# Snow Removal 1979 - 2017 R.I.P.



## thelettuceman (Nov 23, 2010)

I have decided to exit the snow removal business after 38 years. Last week, I traded in my 2015 Ford F350 with snow plow for a 2017 F150 WITHOUT snow plow. I sold my salt.

In order for me to give my customers the service they deserve would have required a capitol investment that I was not prepared to make in my mid 60's. Think snow blower and skid steer and / or tractor. I could not see return on investment at my age.

A truck and plow served me well until we had a record setting snowfall in January 2016. I was caught unprepared. It took me twice as long to make 1/2 the money. My truck could not handle 30" of snow. The winter of 2017 did not bring much in my area.

For those that always ask if a 150 or 1500 series truck can handle commercial plowing ... Don't do it !!! I can tell my 150 does not have the guts of the 350 that I got rid of. I would assume this is the same with Ram / Chevy

I did order the 150 with heavy duty suspension, 4 x 4, V8. Equipped this way, I can put 3000 pounds in the bed. That is about the same as the 350 that I got rid of. Although I am out of snow plowing, I did remain in the junk removal business.

I will still be hangin' out here. I always admire the truck builds that show up from time to time. Good luck to everyone for the 2018 Winter season.


----------



## JMHConstruction (Aug 22, 2011)

Congratulations on the new truck. Glad you knew when to call it quits. I wish you luck with what's next in life. Hopefully you still get on from time to time to keep passing on all that experience.


----------



## thelettuceman (Nov 23, 2010)

JMH: Thank you for the kind words. I always kept it simple. Small driveways and small parking lots. Most Residential and some Commercial.

After 38 years, I still don't have the knowledge or equipment to bid on the big stuff.

Good luck to you.


----------



## Philbilly2 (Aug 25, 2007)

Good for you!

It is better on the other side... looking out the window in the middle of a snow storm telling the old lady to go get another log for the fire as it looks terrible out there... then closing the blinds and not caring at all.


----------



## thelettuceman (Nov 23, 2010)

Philbilly: Could not have said it better then you!!!


----------



## Randall Ave (Oct 29, 2014)

Good luck in all your ventures.

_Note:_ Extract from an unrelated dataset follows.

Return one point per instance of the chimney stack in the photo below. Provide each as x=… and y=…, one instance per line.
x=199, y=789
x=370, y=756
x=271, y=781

I myself am pushing 60. I also am going to start to slowly scale things back.


----------



## leolkfrm (Mar 11, 2010)

buy yourself a dump trailer for scrap, keeps the new truck looking good and saves the back for unloading


----------



## FredG (Oct 15, 2012)

Randall Ave said:


> Good luck in all your ventures. I myself am pushing 60. I also am going to start to slowly scale things back.


X3 Definitely not trying to bid more snow work, If I had some Family that was interested maybe. Moving snow and everything that goes with it is tuff and not for your average person. It has a high failure rate.


----------



## shawn_ (Jan 19, 2014)

Goodluck on you're new adventure!


----------



## thelettuceman (Nov 23, 2010)

Randall: Thanx for the good luck shout out
leolkfrm: Had a LineX put in. Not worried about the truck. Thank you for the suggestion
FredG: Thank you
Shawn: Thank You


----------



## FredG (Oct 15, 2012)

You still have the hauling and removal business to keep your mind and body active. Keep going a little I seen some guys call it quits and there mind and body deteriorate. Retiring is not that easy unless you have a plan. Even if it's playing hard. lol


----------



## thelettuceman (Nov 23, 2010)

I seen some guys call it quits and there mind and body deteriorate.

Fred: I've seen this played out many times and unfortunately death follows rather quickly. I plan to keep going until I cannot. Thank you for posting.


----------



## Randall Ave (Oct 29, 2014)

thelettuceman said:


> I seen some guys call it quits and there mind and body deteriorate.
> 
> Fred: I've seen this played out many times and unfortunately death follows rather quickly. I plan to keep going until I cannot. Thank you for posting.


From what I've read, your stepping away from snow, not working altogether. Stay busy, you'll be fine.


----------